After applying the drug to reduce the risk of systemic side effects, it is recommended to lightly press the finger on the area of the projection of lacrimal sacs at the inner corner of the eye within 1-2 minutes after instillation of the drug - this reduces the systemic absorption of the drug.

In case of application with other local ophthalmic preparations, the interval between their use should be at least 5 minutes.

The bottle must be closed after each use. Do not touch the tip of the dropper bottle to any surface to maintain the sterility of the solution.

Side effects

Information on adverse events was obtained both during clinical trials and during post-registration follow-up.

Undesirable reactions are classified according to the following frequency range: very often (≥ 1/10), often (from ≥ 1/100 to <1/10); Infrequently (from ≥ 1 / 1,000 to <1/100); Rarely (from ≥ 1 / 10,000 to <1 / 1,000); Very rarely (<1 / 10,000), with an unknown frequency


The development of toxic effects in the local application of the drug or if it is accidentally swallowed is unlikely. If the excess amount of the drug gets into the conjunctival cavity, it is necessary to wash the eyes with warm water. In case of accidental ingestion, treatment is symptomatic.


With the joint use of non-steroidal anti-inflammatory drugs (NSAIDs) for topical application in ophthalmology and GCS for topical application in ophthalmology, it is possible to potentiate the negative effect of drugs on the healing processes of the cornea. In patients receiving ritonavir, the concentration of dexamethasone in blood plasma may increase (see section "Special instructions").

special instructions

Some patients may experience hypersensitivity reactions to aminoglycosides for topical use. Hypersensitivity reactions (allergic reactions) can be of different severity and vary from local to generalized reactions, including erythema, pruritus, urticaria, rash, anaphylaxis, anaphylactoid reactions, or bullous reactions.

If hypersensitivity develops during treatment, treatment should be discontinued.

It is possible to develop cross-over hypersensitivity to other aminoglycosides. Patients with increased sensitivity to tobramycin for topical use may also be sensitive to other aminoglycosides for topical or systemic use.

Patients treated with aminoglycosides for systemic use experienced serious adverse reactions, including neurotoxicity, ototoxicity, and nephrotoxicity. Caution should be exercised with simultaneous local and systemic use of aminoglycosides.

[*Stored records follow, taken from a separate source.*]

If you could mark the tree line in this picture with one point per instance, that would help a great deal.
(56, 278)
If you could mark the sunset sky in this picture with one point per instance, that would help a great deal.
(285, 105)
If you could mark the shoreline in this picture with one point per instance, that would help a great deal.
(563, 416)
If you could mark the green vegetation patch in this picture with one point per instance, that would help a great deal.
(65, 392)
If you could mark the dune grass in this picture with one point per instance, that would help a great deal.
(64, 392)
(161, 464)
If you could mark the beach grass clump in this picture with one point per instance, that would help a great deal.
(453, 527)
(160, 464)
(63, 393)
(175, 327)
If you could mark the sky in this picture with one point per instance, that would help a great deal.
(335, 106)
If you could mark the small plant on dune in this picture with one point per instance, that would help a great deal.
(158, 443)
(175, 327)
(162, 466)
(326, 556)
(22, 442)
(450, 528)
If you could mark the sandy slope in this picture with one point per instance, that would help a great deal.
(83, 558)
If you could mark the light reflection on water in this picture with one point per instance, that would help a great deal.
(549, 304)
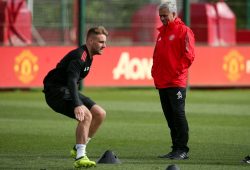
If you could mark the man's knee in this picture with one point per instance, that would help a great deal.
(98, 112)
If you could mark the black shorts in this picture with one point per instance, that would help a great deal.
(59, 100)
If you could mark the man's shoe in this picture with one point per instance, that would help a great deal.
(246, 159)
(179, 155)
(84, 162)
(73, 152)
(168, 155)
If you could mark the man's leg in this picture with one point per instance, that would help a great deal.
(82, 132)
(98, 116)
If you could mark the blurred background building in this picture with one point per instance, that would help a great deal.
(48, 23)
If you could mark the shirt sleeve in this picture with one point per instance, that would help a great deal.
(73, 75)
(187, 57)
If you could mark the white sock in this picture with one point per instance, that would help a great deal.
(81, 150)
(88, 140)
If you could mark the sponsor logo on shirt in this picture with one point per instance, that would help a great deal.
(84, 56)
(171, 37)
(86, 69)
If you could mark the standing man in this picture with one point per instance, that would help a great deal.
(173, 55)
(61, 92)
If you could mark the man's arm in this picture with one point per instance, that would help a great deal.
(188, 54)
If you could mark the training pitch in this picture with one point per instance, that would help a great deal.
(32, 136)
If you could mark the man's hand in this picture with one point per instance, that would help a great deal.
(80, 112)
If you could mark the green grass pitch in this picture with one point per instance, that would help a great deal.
(32, 136)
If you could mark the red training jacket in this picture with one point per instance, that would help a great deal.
(173, 55)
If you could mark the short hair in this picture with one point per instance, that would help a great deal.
(170, 5)
(96, 31)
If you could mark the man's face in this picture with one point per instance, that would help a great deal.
(98, 43)
(166, 16)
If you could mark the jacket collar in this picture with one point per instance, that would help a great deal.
(170, 25)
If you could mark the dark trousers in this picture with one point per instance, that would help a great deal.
(173, 106)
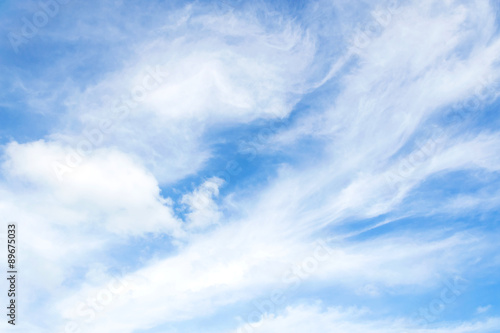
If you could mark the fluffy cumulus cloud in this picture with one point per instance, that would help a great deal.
(237, 166)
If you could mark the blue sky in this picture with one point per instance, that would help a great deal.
(252, 166)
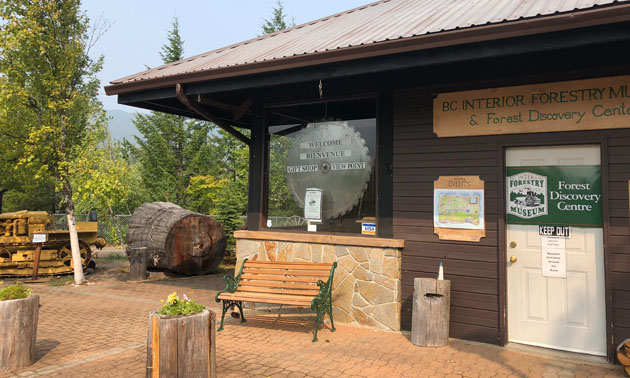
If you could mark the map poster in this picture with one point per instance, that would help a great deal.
(458, 208)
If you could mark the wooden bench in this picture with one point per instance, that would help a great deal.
(286, 283)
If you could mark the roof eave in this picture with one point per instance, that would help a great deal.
(559, 22)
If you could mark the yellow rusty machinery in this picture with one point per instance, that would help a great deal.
(17, 251)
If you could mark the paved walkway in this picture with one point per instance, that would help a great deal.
(99, 330)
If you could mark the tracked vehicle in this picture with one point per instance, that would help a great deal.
(17, 250)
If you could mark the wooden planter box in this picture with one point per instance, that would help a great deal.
(18, 331)
(182, 346)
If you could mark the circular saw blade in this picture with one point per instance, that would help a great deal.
(333, 157)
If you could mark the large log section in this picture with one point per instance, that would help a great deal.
(177, 239)
(474, 268)
(18, 331)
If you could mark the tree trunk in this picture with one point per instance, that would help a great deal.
(116, 224)
(431, 312)
(182, 346)
(79, 278)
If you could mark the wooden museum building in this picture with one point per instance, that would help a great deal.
(491, 136)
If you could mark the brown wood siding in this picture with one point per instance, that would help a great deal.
(473, 268)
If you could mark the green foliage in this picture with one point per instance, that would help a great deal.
(115, 257)
(177, 307)
(48, 85)
(16, 291)
(174, 49)
(172, 149)
(277, 21)
(281, 202)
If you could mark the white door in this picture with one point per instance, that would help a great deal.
(560, 313)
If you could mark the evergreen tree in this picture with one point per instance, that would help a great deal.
(277, 21)
(174, 49)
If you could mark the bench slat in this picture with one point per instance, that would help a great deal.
(276, 299)
(311, 273)
(329, 265)
(264, 277)
(255, 289)
(281, 284)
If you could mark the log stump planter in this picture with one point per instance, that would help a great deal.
(182, 346)
(431, 312)
(18, 331)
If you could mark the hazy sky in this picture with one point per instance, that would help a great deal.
(139, 28)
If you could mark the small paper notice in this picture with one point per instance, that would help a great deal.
(554, 257)
(39, 238)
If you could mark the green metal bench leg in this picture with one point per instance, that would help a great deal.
(332, 323)
(240, 309)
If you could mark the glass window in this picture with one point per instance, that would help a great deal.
(322, 166)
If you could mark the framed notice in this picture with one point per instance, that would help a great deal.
(458, 208)
(313, 205)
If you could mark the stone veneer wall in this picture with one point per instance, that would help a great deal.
(366, 284)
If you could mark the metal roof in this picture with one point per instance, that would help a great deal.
(368, 25)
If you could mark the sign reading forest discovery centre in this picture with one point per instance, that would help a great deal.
(591, 104)
(555, 195)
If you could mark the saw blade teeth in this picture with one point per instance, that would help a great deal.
(335, 183)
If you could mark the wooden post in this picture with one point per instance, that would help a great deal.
(18, 331)
(181, 346)
(431, 312)
(38, 253)
(138, 264)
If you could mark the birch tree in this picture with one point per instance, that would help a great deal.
(48, 92)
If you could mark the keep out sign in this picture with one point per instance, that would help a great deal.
(555, 195)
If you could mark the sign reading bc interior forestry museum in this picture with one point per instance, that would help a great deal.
(555, 195)
(591, 104)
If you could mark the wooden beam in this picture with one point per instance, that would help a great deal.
(242, 109)
(238, 111)
(195, 107)
(291, 130)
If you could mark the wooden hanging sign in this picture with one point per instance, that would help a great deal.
(458, 208)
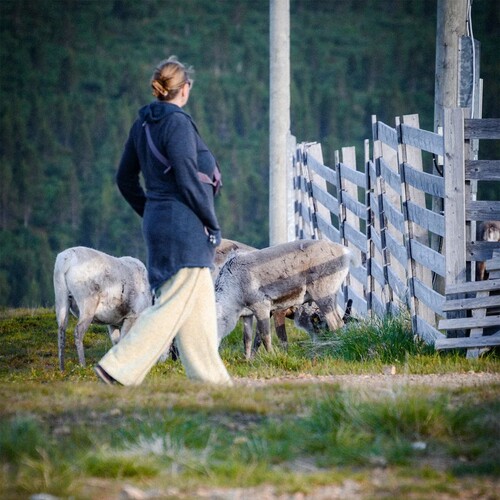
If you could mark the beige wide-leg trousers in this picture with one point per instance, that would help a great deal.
(184, 308)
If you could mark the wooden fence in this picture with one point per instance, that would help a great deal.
(386, 212)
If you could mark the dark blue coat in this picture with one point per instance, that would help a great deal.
(177, 208)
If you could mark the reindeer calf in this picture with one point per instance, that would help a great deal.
(277, 278)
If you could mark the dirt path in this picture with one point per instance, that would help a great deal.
(385, 381)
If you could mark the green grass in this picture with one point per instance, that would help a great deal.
(68, 435)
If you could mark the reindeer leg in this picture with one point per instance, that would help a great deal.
(264, 333)
(61, 345)
(247, 335)
(80, 329)
(279, 324)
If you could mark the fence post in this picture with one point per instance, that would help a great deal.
(351, 189)
(454, 201)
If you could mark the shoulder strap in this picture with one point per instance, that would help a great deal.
(216, 182)
(154, 149)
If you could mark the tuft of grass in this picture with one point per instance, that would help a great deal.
(386, 340)
(20, 437)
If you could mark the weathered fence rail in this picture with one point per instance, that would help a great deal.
(384, 212)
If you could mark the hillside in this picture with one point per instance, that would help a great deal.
(74, 73)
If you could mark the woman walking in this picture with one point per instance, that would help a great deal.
(181, 231)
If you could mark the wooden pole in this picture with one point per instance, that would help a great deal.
(451, 25)
(279, 119)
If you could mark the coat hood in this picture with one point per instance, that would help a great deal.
(157, 111)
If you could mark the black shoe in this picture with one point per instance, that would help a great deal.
(104, 376)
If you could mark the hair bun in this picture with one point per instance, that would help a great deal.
(158, 87)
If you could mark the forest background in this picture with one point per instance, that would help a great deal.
(73, 74)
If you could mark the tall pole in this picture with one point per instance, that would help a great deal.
(279, 118)
(451, 26)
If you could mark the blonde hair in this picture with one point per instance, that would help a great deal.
(168, 78)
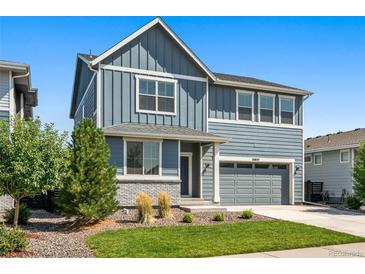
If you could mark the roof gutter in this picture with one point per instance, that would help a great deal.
(262, 87)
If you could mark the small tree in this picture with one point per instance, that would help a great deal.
(32, 159)
(359, 173)
(90, 188)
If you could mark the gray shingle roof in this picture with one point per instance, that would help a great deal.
(250, 80)
(336, 140)
(166, 132)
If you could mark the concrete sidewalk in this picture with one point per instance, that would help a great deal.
(356, 250)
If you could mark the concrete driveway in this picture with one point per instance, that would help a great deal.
(338, 220)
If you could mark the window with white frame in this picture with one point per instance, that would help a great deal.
(286, 110)
(318, 159)
(266, 108)
(245, 106)
(308, 159)
(345, 156)
(156, 95)
(143, 158)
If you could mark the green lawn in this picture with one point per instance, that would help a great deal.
(212, 240)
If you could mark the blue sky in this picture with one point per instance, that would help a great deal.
(325, 55)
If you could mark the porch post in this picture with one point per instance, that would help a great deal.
(216, 172)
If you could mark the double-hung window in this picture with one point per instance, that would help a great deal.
(143, 158)
(286, 110)
(156, 95)
(345, 156)
(266, 108)
(245, 105)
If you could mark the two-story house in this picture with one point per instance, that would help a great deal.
(16, 97)
(329, 160)
(174, 125)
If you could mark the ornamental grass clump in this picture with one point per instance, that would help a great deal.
(164, 205)
(144, 206)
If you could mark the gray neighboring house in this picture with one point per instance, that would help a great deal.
(329, 159)
(16, 97)
(174, 125)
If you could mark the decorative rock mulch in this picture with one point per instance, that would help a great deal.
(49, 234)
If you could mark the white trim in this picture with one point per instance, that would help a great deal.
(190, 183)
(142, 30)
(314, 158)
(308, 155)
(273, 106)
(207, 103)
(98, 99)
(289, 162)
(244, 92)
(243, 122)
(261, 87)
(331, 148)
(349, 155)
(153, 73)
(293, 108)
(86, 92)
(216, 198)
(156, 96)
(255, 159)
(152, 178)
(125, 174)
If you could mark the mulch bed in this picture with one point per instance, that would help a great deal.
(49, 235)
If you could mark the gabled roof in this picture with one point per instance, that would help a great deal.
(159, 131)
(335, 141)
(156, 21)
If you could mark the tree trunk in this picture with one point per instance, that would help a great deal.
(16, 214)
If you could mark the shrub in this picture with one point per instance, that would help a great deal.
(353, 202)
(24, 215)
(247, 214)
(11, 240)
(219, 217)
(164, 205)
(188, 218)
(144, 206)
(90, 187)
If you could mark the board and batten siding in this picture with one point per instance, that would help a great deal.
(334, 174)
(154, 50)
(223, 105)
(4, 90)
(262, 142)
(119, 103)
(169, 155)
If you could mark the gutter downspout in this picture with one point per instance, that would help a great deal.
(13, 107)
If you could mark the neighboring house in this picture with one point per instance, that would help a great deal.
(329, 159)
(16, 97)
(175, 126)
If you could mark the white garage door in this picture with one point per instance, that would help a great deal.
(265, 184)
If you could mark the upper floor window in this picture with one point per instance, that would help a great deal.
(345, 156)
(156, 95)
(143, 158)
(308, 159)
(318, 159)
(245, 106)
(286, 110)
(266, 108)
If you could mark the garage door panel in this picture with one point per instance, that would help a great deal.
(253, 186)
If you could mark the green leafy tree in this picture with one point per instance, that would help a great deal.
(359, 173)
(32, 159)
(90, 188)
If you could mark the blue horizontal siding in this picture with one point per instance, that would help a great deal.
(268, 142)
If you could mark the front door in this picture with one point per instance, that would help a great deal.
(184, 175)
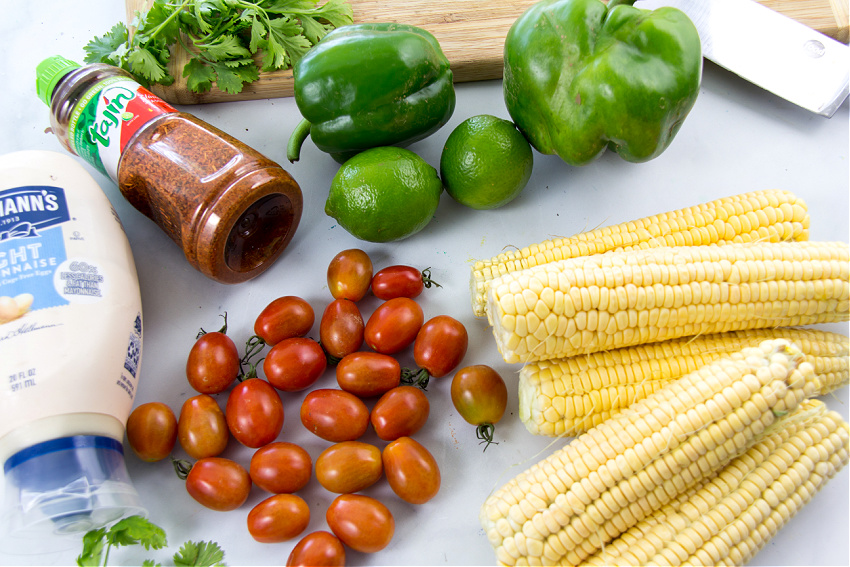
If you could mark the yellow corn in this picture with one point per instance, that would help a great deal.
(729, 518)
(568, 396)
(759, 216)
(566, 507)
(619, 299)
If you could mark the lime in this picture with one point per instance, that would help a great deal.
(486, 162)
(384, 194)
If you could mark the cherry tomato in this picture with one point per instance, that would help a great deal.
(480, 396)
(254, 413)
(281, 467)
(317, 549)
(202, 428)
(349, 467)
(440, 345)
(349, 274)
(401, 281)
(411, 470)
(152, 431)
(294, 364)
(361, 522)
(334, 415)
(393, 325)
(367, 374)
(283, 318)
(278, 518)
(218, 483)
(341, 328)
(401, 412)
(213, 363)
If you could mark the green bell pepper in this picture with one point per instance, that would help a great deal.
(369, 85)
(580, 77)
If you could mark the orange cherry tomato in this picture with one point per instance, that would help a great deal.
(334, 415)
(278, 518)
(349, 467)
(219, 484)
(393, 325)
(281, 467)
(283, 318)
(202, 428)
(317, 549)
(341, 328)
(411, 470)
(254, 413)
(401, 412)
(368, 374)
(152, 431)
(349, 274)
(361, 522)
(213, 363)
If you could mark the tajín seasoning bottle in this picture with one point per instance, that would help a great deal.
(231, 209)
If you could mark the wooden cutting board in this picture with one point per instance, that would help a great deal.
(471, 33)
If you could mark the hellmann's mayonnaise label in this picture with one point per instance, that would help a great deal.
(70, 308)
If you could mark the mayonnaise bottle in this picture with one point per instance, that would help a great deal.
(70, 349)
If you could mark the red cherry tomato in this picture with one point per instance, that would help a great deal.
(401, 412)
(283, 318)
(281, 467)
(350, 466)
(294, 364)
(401, 281)
(393, 325)
(278, 518)
(341, 328)
(202, 428)
(411, 470)
(440, 345)
(367, 374)
(218, 483)
(317, 549)
(480, 396)
(349, 274)
(152, 431)
(361, 522)
(254, 413)
(334, 415)
(213, 363)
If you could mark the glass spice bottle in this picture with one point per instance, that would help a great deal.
(230, 208)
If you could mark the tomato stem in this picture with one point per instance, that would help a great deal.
(485, 432)
(181, 467)
(418, 378)
(426, 278)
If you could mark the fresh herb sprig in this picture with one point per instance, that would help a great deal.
(137, 530)
(229, 41)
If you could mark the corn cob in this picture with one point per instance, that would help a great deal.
(619, 299)
(568, 396)
(732, 516)
(759, 216)
(566, 507)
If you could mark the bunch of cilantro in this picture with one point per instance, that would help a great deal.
(229, 41)
(137, 530)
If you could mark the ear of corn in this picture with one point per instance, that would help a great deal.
(733, 515)
(605, 301)
(760, 216)
(568, 396)
(566, 507)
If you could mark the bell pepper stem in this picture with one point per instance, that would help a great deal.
(296, 140)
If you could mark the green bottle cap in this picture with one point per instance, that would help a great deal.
(48, 74)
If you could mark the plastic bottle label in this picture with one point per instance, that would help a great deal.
(107, 117)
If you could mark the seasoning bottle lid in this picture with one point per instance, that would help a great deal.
(49, 72)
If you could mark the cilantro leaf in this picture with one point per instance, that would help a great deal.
(199, 554)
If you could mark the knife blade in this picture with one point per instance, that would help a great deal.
(771, 50)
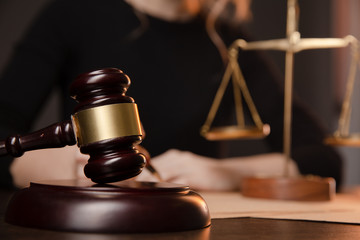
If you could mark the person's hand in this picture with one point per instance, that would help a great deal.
(48, 164)
(208, 174)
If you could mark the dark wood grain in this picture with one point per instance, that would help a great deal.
(220, 229)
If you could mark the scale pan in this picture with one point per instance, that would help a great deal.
(352, 140)
(236, 132)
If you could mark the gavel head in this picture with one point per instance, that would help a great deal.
(107, 125)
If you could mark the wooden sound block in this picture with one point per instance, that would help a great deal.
(123, 207)
(299, 189)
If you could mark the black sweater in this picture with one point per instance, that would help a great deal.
(175, 71)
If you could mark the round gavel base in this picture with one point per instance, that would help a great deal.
(282, 188)
(124, 207)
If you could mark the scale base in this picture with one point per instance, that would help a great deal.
(298, 189)
(124, 207)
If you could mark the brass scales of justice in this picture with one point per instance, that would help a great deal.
(303, 188)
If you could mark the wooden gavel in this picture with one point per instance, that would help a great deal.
(105, 124)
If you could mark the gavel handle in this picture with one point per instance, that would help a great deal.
(54, 136)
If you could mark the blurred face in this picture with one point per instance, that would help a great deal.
(170, 10)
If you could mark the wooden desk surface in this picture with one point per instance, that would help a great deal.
(231, 228)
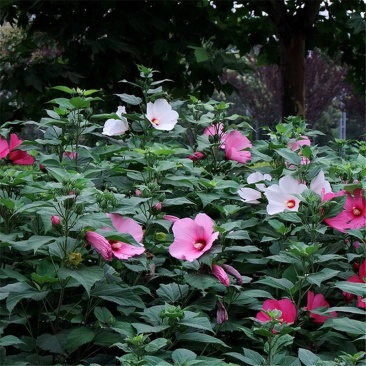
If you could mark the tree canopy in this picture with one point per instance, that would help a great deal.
(98, 43)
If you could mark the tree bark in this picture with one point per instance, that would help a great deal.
(292, 30)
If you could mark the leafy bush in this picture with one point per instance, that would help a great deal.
(152, 242)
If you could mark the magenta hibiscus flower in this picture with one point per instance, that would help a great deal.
(360, 278)
(315, 302)
(235, 145)
(286, 307)
(16, 156)
(353, 215)
(108, 248)
(192, 238)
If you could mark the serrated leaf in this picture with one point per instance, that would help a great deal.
(201, 337)
(172, 292)
(79, 336)
(319, 277)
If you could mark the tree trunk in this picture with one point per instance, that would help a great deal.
(292, 68)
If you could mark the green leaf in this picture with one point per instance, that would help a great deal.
(10, 341)
(281, 283)
(182, 355)
(201, 337)
(64, 89)
(358, 289)
(307, 357)
(78, 337)
(86, 276)
(172, 292)
(201, 282)
(130, 99)
(346, 325)
(53, 343)
(319, 277)
(156, 344)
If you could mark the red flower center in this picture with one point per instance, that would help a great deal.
(199, 245)
(291, 203)
(155, 121)
(356, 211)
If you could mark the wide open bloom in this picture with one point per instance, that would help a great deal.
(235, 145)
(16, 156)
(115, 127)
(286, 306)
(192, 238)
(214, 130)
(319, 185)
(282, 197)
(353, 215)
(108, 248)
(360, 278)
(315, 302)
(161, 115)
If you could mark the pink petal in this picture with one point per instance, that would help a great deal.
(127, 225)
(100, 244)
(126, 251)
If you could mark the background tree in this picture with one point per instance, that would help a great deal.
(191, 42)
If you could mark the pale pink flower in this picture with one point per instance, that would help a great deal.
(220, 274)
(353, 215)
(115, 127)
(282, 197)
(55, 220)
(119, 249)
(249, 195)
(161, 115)
(319, 185)
(318, 301)
(286, 307)
(259, 177)
(235, 145)
(360, 278)
(221, 314)
(192, 238)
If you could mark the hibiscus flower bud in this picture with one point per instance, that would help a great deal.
(55, 220)
(221, 314)
(231, 270)
(221, 275)
(198, 155)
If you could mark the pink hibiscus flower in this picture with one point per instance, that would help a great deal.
(315, 302)
(192, 238)
(16, 156)
(353, 215)
(214, 130)
(282, 197)
(235, 145)
(286, 307)
(360, 278)
(108, 248)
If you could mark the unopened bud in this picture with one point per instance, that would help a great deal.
(55, 220)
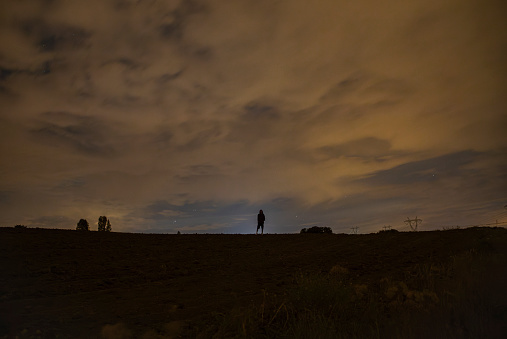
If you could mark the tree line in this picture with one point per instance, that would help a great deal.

Care should be taken when using the drug in the therapy of deep stromal keratitis caused by Herpes simplex; Also, with this herpetic lesion of the eye, frequent biomicroscopy is necessary.

Long-term use of GCS for topical application in ophthalmology, exceeding the maximum recommended duration of therapy - 24 days, can lead to increased intraocular pressure and the development of a glaucoma symptom complex, including optic nerve damage, reduced visual acuity and narrowing of the visual field boundaries; To the formation of posterior subcapsular cataract. Therefore, patients with long-term use of drugs containing GCS should regularly and often measure intraocular pressure.

The risk of increased intraocular pressure and / or cataract formation due to the use of GCS is higher in patients with a predisposition (for example, with diabetes mellitus).

In predisposed patients, including children and patients receiving ritonavir, after intensive therapy or continuous long-term therapy, Itzenko-Cushing syndrome and / or suppression of adrenal function may occur due to systemic absorption of dexamethasone in local ophthalmic use. In these cases, the drug should be withdrawn not immediately, but gradually.

SCS can reduce resistance to bacterial, viral or fungal infections and promote their development, as well as mask the clinical signs of infection.

The appearance of non-healing ulcers on the cornea may indicate the development of fungal infestation. If fungal invasion occurs, GCS therapy should be discontinued.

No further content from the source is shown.